This blog includes a few thoughts related to the preceding entry.
When you get outside of suburban areas, towns seem compelled to identify themselves by some trademark. International Falls, Minn., is battling to retain the legal rights to market itself as the “icebox of the nation.” I once worked in a small town that could come up with nothing better than the “land of 57 hills” or something like that.
While reflecting upon the otherwise forgettable southern Illinois town of Metropolis -- which deemed itself worthy of erecting a Superman statue and collecting Superman memorabilia under the guise of being the "home" of Superman -- I realized that 99 percent of the museums and city slogans you come across are warm and fuzzy. Nobody dubs their city “the armpit of Minnesota.” Herman, Minn., is famous for its effort several years ago to market the disproportionate number of eligible bachelors in its boring-ass farming community, and obtained a lot of national recognition for it. But you’d never see the city dub itself “land of undersexed farmers.”

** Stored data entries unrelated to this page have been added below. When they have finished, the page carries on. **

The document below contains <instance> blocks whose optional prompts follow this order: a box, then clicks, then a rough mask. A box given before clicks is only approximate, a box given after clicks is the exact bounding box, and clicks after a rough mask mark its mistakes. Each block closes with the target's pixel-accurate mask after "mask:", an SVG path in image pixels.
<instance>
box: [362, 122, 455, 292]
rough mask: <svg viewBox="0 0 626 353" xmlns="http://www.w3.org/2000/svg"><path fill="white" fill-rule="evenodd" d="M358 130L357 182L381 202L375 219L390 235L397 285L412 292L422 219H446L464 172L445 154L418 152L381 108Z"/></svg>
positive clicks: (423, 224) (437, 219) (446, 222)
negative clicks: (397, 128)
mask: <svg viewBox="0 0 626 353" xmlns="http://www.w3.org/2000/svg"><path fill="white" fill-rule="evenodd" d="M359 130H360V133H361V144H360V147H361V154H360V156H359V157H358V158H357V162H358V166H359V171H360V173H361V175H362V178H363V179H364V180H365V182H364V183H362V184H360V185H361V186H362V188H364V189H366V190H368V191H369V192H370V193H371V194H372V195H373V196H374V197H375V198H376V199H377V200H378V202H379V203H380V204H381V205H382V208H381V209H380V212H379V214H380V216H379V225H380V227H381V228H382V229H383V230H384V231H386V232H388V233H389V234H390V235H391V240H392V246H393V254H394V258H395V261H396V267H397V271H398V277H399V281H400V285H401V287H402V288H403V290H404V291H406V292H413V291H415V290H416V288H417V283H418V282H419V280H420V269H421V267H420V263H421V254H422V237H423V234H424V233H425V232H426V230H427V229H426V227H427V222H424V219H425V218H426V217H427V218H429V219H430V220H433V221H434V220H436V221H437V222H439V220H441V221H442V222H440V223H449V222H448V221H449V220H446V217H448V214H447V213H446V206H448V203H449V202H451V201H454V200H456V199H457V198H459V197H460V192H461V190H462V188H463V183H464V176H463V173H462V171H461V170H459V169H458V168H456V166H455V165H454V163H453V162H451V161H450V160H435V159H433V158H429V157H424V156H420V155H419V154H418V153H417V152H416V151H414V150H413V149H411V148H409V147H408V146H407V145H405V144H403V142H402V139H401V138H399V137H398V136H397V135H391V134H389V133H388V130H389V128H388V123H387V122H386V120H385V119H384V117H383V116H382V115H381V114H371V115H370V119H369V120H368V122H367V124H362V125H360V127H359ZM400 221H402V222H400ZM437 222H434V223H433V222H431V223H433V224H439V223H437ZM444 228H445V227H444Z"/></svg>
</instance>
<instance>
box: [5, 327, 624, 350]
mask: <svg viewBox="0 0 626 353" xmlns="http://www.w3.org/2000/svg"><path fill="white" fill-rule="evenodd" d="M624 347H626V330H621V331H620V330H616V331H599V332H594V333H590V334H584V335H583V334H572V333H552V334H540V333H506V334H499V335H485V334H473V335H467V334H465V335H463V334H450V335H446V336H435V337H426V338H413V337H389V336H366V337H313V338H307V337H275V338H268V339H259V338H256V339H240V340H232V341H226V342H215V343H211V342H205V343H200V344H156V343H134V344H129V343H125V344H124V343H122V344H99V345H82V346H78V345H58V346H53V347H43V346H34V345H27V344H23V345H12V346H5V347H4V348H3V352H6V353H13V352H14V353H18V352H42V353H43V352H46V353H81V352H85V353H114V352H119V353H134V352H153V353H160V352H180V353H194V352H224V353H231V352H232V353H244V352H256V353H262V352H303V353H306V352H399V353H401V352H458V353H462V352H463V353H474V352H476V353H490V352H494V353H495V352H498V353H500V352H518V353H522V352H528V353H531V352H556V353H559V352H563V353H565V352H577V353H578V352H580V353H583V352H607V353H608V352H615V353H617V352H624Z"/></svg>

And what are the chances of visiting a museum dedicated to the history of domestic terrorism? I’d happily spend a few hours in a sleepy little town learning more about the dementia of Jeff Dahmer, Charles Manson and the Unabomber. I’m not sure I want to see the contents of Dahmer’s refrigerator on display in a museum, but artifacts from the crime sprees would be as interesting as seeing Fonzie’s leather jacket on display at the Smithsonian, I am sure. I'm also certain that there'll be no Dahmer museum in Stinktown any time soon.
A museum isn't, by definition, a celebration of someone or something. There's a reason why there are war memorials and a Holocaust museum in Washington, D.C. We have no problem with cable channels producing documentaries about tragic events and serial killers or authors compiling books about the same subjects, but why not interactive displays to learn about these same subjects?
I know, rubes won't flock to Stinktown to visit a Dahmer museum the same way they'll flock to see a bronze statue of the Fonz, anticipated to debut by Labor Day. That's a shame.